Calif. AGO’s Report Shows Jump in Auto Theft

While violent crimes showed a decrease, California Attorney General Bill Lockyer announced that preliminary statistics show property crimes rose 2.8 percent in the state’s most populous cities and counties in 2003.

“Protecting the personal safety of Californians is an essential function of government. The decrease in violent crime is evidence of the fine job being performed by members of police, sheriffs’ and district attorneys’ offices throughout the state,” Lockyer said. “In contrast, an increase in property crimes is something we expect to see during difficult economic times. As state and local lawmakers evaluate the tough decisions necessary to balance their budgets, I strongly encourage them to preserve law enforcement funding that is critical to protecting the public safety of all Californians.”

Spurred by a 6.7 percent jump in motor vehicle theft, overall property crimes inched up slightly when compared to 2002. Burglary increased 1.0 percent and larceny-theft of $400 or more increased 0.3 percent. Arson fell 3.8 percent.

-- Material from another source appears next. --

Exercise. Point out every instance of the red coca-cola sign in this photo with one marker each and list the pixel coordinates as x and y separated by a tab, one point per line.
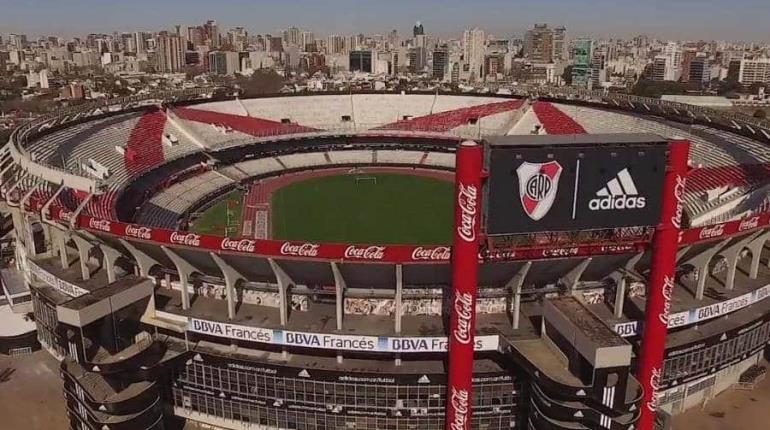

Jurisdictions reporting the largest increases in motor vehicle theft included Bakersfield, 42.6 percent; Modesto, 38.9 percent; Pomona, 34.8 percent; Salinas, 52.8 percent; Lancaster, 35.6 percent and San Joaquin County, 54.6 percent.

The preliminary figures examine the number of major crimes reported in 79 cities and counties with populations of 100,000 or more. These 79 jurisdictions account for approximately 65 percent of all crimes reported in the state.

The report reflects two changes from crime reports issued in the past. First, the use of the California Crime Index has been temporarily suspended until a new national crime index is established by the Federal Bureau of Investigations (FBI).

Second, the “larceny-theft over $400” category is now included in the “property crime” category to give a more representative depiction of crime in California and to better reflect the FBI’s definition of property crimes. These changes also are planned for the more comprehensive Crime in California report which will reflect figures from all jurisdictions and will be released later this year.